Written by: Zhao Ying, Wall Street Journal
The US stock market has reached new highs driven by the artificial intelligence boom, but Wall Street analysts are issuing rare warnings— the risks currently facing the market go far beyond inflated stock prices.
Panmure Liberum analysts Joachim Klement and Francisca Reis pointed out in their latest report that the US stock market is brewing both a "price bubble" and an "earnings bubble," creating a "double bubble" structure.

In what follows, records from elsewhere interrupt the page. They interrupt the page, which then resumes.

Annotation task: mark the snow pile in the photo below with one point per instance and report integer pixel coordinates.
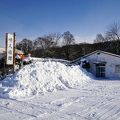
(41, 77)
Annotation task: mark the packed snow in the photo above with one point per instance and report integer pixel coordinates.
(41, 77)
(29, 94)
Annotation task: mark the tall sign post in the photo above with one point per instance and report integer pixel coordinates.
(10, 49)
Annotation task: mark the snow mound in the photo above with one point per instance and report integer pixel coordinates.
(41, 77)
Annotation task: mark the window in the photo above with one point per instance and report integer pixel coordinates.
(117, 68)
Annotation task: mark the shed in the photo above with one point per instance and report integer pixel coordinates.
(103, 64)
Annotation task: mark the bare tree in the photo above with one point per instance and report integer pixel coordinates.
(99, 38)
(47, 41)
(113, 32)
(68, 39)
(25, 45)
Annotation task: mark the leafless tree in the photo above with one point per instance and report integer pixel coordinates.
(113, 32)
(99, 38)
(68, 39)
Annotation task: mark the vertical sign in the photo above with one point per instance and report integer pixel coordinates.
(10, 49)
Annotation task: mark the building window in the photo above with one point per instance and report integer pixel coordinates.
(117, 68)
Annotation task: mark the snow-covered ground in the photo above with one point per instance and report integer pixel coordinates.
(78, 97)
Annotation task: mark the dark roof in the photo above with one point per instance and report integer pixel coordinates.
(97, 51)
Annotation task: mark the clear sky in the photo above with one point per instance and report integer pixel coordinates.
(33, 18)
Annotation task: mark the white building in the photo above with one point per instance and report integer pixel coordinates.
(103, 64)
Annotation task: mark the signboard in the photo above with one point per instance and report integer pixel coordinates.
(10, 49)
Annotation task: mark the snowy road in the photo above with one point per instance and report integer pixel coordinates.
(97, 100)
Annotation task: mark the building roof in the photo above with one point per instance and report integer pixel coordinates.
(2, 51)
(97, 51)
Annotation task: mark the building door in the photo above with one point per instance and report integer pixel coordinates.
(100, 70)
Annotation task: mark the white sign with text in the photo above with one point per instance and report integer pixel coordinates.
(10, 48)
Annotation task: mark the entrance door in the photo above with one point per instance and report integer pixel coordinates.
(100, 70)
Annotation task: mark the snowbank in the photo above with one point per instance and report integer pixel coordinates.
(41, 77)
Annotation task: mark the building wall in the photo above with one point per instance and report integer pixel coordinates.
(111, 62)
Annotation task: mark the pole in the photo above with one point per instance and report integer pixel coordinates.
(5, 57)
(14, 46)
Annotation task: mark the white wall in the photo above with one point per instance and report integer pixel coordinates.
(110, 60)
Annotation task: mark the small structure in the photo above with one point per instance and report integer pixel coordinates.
(103, 64)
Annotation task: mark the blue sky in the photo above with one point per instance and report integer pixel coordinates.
(33, 18)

If using the cyclically adjusted Shiller price-to-earnings ratio (Shiller CAPE) as a benchmark and adjusting corporate earnings to a long-term normal growth rate, the current valuation of the S&P 500 would reach as high as 67.6 times, surpassing all peak values of asset bubbles in US history. BCA Research Chief Strategist Peter Berezin warned that once the bubble bursts, the US stock market could fall by 30% to 50%.

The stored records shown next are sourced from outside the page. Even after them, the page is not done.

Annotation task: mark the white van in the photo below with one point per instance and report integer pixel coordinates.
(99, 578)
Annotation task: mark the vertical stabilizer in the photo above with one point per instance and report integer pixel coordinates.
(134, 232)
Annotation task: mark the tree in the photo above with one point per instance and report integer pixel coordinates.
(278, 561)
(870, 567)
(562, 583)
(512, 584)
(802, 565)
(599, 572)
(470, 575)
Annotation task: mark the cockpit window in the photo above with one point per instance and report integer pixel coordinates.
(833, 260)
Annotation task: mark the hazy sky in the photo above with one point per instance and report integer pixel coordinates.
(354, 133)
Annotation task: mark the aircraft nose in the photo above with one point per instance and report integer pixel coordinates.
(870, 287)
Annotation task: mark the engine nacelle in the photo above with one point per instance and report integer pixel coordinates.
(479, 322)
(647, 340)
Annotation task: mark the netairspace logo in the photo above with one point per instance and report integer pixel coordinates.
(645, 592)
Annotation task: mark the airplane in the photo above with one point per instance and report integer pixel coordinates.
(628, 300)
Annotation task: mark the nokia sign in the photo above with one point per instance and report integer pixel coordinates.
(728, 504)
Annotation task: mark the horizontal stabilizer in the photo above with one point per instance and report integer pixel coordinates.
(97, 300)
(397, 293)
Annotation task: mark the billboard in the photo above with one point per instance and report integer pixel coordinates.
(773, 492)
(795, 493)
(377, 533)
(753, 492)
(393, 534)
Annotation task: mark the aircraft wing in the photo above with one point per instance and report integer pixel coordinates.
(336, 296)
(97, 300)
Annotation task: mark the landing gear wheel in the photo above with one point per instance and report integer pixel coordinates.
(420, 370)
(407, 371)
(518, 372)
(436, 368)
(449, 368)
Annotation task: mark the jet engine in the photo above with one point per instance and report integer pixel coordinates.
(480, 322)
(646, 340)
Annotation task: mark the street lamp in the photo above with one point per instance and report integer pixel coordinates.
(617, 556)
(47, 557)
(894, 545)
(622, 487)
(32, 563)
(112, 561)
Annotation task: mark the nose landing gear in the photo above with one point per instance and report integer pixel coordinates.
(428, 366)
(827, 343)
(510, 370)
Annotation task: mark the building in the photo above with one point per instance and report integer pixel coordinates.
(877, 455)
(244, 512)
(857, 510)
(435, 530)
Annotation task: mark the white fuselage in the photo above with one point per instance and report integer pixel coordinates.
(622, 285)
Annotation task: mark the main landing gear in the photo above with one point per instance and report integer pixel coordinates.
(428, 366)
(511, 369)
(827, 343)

Despite this, the US stock market has maintained strength recently. As of the close on Monday, the S&P 500 was less than 1% away from its historical high, the Dow Jones Industrial Average broke 53,000 points to set a new record, and the Nasdaq Composite Index rose by more than 1%, with the semiconductor sector once again leading the charge.

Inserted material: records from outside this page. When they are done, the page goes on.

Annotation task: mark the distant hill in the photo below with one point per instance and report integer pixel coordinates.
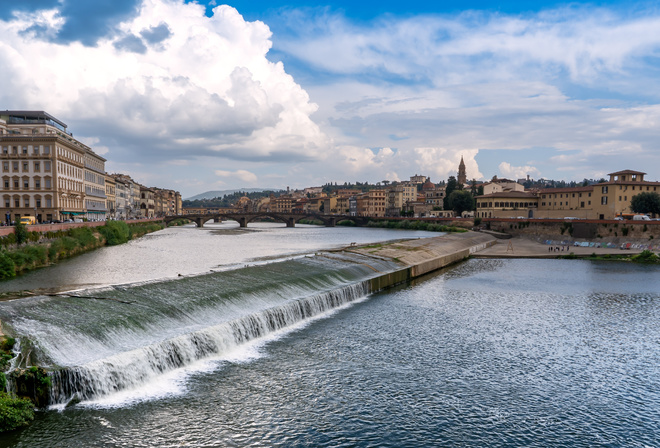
(221, 193)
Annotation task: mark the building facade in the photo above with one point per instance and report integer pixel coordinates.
(43, 168)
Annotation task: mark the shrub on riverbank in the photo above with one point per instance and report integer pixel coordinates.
(115, 232)
(14, 412)
(65, 244)
(415, 225)
(646, 256)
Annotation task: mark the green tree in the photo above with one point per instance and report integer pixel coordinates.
(460, 201)
(647, 202)
(21, 232)
(14, 412)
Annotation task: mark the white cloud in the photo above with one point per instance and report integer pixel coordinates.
(518, 172)
(205, 87)
(243, 175)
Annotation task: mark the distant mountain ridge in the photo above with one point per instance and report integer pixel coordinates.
(221, 193)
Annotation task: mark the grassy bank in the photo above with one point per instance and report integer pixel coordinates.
(43, 249)
(15, 412)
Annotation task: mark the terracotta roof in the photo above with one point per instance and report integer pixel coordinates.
(625, 172)
(510, 194)
(566, 190)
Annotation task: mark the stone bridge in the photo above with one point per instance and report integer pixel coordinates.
(290, 219)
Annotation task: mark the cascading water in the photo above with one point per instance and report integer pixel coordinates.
(95, 347)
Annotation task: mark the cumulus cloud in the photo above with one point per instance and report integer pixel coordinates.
(170, 80)
(243, 175)
(518, 172)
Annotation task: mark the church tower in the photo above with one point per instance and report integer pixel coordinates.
(462, 177)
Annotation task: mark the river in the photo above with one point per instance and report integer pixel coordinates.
(501, 353)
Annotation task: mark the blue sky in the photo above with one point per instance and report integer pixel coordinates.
(201, 96)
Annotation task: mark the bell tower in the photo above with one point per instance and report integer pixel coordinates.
(462, 177)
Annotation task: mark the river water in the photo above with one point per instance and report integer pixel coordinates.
(501, 353)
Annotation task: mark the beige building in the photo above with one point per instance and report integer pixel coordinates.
(500, 185)
(613, 198)
(436, 197)
(506, 204)
(43, 168)
(111, 198)
(330, 205)
(147, 202)
(376, 203)
(94, 183)
(398, 196)
(559, 203)
(282, 204)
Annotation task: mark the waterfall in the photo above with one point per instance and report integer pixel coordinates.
(130, 369)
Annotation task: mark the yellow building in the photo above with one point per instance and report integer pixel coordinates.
(507, 204)
(613, 198)
(559, 203)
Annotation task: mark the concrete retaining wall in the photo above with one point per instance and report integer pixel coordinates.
(427, 255)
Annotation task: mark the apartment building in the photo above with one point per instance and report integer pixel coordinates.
(398, 196)
(43, 167)
(614, 197)
(147, 202)
(111, 196)
(507, 204)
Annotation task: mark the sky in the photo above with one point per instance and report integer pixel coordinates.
(201, 95)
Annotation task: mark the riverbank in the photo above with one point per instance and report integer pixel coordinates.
(522, 247)
(44, 249)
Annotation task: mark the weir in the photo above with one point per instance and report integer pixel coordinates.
(93, 348)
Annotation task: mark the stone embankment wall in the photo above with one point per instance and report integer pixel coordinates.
(424, 255)
(577, 230)
(6, 230)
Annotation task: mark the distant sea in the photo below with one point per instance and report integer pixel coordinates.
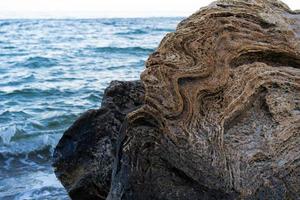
(51, 71)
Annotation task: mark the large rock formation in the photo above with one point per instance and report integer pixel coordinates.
(220, 118)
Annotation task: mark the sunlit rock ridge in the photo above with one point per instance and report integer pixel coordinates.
(215, 116)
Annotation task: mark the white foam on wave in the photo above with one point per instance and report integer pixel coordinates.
(7, 133)
(38, 184)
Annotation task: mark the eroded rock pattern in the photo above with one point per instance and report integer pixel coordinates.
(221, 113)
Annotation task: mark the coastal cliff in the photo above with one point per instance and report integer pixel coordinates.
(216, 115)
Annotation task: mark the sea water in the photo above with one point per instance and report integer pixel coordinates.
(51, 71)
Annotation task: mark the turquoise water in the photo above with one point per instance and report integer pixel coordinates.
(51, 71)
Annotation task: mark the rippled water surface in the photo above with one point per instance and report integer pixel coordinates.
(51, 71)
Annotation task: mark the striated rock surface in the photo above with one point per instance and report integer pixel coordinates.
(220, 118)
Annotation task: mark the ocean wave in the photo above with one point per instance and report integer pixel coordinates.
(125, 50)
(133, 32)
(4, 24)
(37, 62)
(35, 92)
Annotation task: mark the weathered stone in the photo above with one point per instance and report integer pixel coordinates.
(83, 157)
(221, 113)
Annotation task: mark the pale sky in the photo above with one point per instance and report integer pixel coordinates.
(104, 8)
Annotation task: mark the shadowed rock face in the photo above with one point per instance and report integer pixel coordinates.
(221, 113)
(83, 157)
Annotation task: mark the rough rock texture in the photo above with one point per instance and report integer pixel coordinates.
(83, 158)
(221, 113)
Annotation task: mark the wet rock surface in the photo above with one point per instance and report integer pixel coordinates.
(220, 118)
(83, 158)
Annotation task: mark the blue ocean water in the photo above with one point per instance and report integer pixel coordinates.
(51, 71)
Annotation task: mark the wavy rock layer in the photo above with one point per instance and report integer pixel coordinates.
(221, 114)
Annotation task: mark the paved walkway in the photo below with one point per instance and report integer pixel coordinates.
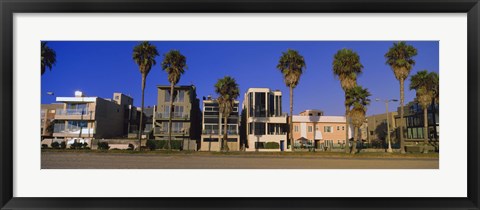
(67, 160)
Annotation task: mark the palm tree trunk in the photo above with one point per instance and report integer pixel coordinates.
(402, 92)
(425, 129)
(170, 118)
(291, 119)
(144, 78)
(347, 140)
(225, 135)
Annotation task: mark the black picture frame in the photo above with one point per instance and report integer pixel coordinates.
(9, 8)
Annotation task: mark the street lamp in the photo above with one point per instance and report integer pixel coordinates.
(389, 150)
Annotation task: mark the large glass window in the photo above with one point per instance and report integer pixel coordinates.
(259, 128)
(260, 105)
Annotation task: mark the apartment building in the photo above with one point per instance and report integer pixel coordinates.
(413, 114)
(213, 125)
(319, 131)
(266, 124)
(186, 119)
(47, 119)
(91, 117)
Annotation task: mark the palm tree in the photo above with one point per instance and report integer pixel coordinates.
(424, 84)
(144, 56)
(228, 91)
(399, 57)
(357, 99)
(346, 68)
(49, 57)
(174, 63)
(292, 65)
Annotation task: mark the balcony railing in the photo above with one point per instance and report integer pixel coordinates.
(174, 131)
(175, 115)
(74, 112)
(230, 132)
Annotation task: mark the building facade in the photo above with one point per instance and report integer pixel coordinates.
(266, 124)
(213, 127)
(47, 119)
(186, 119)
(319, 132)
(413, 114)
(89, 118)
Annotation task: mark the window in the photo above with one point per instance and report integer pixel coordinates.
(327, 129)
(259, 128)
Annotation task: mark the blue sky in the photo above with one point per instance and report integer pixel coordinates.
(99, 68)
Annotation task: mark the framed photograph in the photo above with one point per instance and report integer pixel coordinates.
(239, 105)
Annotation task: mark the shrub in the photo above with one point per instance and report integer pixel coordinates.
(272, 145)
(151, 144)
(103, 146)
(63, 145)
(55, 145)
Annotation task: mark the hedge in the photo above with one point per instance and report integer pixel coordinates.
(160, 144)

Forward P/E "distortion": Earnings growth expectations far exceed historical trends
In the bullish camp, the forward price-to-earnings ratio (Forward P/E) is often cited as a justification for why stock market valuations are still reasonable. According to Dow Jones Market Data, the forward P/E of the S&P 500 has decreased from 22.4 times a year ago to 20.51 times, even though the index has risen by about 20% during this period. Behind this phenomenon is the fact that Wall Street's earnings growth expectations have outpaced the increase in stock prices themselves.
According to FactSet data, analysts currently expect the second-quarter earnings growth rate for S&P 500 constituents to exceed 23%, marking the seventh consecutive quarter of double-digit earnings growth.
However, Klement and Reis pointed out that this earnings growth rate shows a significant divergence from the long-term trend. Currently, the growth rate of S&P 500 earnings per share is higher than the long-term trend by 1.8 standard deviations, representing an "abnormal" level. They believe that if the earnings growth rate is adjusted back to the normal trajectory, the Shiller CAPE ratio would surge from the current level of about 41 times to 67.6 times, deviating from the long-term trend by 4.6 standard deviations, surpassing the peak values of every previous asset bubble in US history.
Giant tech companies transforming, pressures for normalizing earnings growth gradually emerging
Analysts point to the core risk of the current earnings bubble as the "super-scale cloud computing companies" represented by Microsoft, Alphabet, Amazon, Meta Platforms, and Oracle.
Klement warned in a column for the Financial Times that "abnormal" profits cannot be sustained indefinitely. As these tech giants continue to invest massively in AI data center construction, their business models are shifting from light assets to heavy assets, and this structural change will suppress earnings growth, causing it to gradually return to normal levels.
Klement also acknowledged that such high-growth earnings cycles often last longer than investors expect, and the current earnings growth momentum may still continue for several years.
Historical precedent: low P/E ratios once concealed earnings bubbles
BCA Research's Peter Berezin referenced historical cases to further elucidate the dangers of earnings bubbles. He pointed out that prior to the 2007-2008 global financial crisis, banks and home builders also experienced an irrational boom in earnings, during which low P/E ratios masked the unsustainability of profits.
"More generally, earnings bubbles are quite common in industries characterized by boom-bust cycles, including natural resources, aviation, shipping, and particularly in the current environment, the semiconductor industry," Berezin wrote in a report at the end of May. In the third-quarter outlook he released last week, he further pointed out that Wall Street analysts have performed poorly in judging the peak of earnings bubbles, and once the bubble bursts, the stock market could fall by 30% to 50%.
Concerns about overly optimistic earnings expectations are not isolated. Andy Costan, CEO of Damped Spring Advisors, stated in the May "Monetary Matters" program that the growth rate of the US economy is not sufficient to support the earnings levels set by Wall Street analysts. Veteran Wall Street figure Jim Paulsen has also recently expressed in a public post that he believes the current market's overly optimistic sentiment toward earnings poses a risk.
Meanwhile, the US stock market experienced volatility in June, continuing into early July, with strong momentum trading in semiconductor stocks encountering resistance at one point. However, the semiconductor sector regained upward momentum on Monday, driving the Nasdaq Composite Index up 1.1%, and market sentiment temporarily stabilized.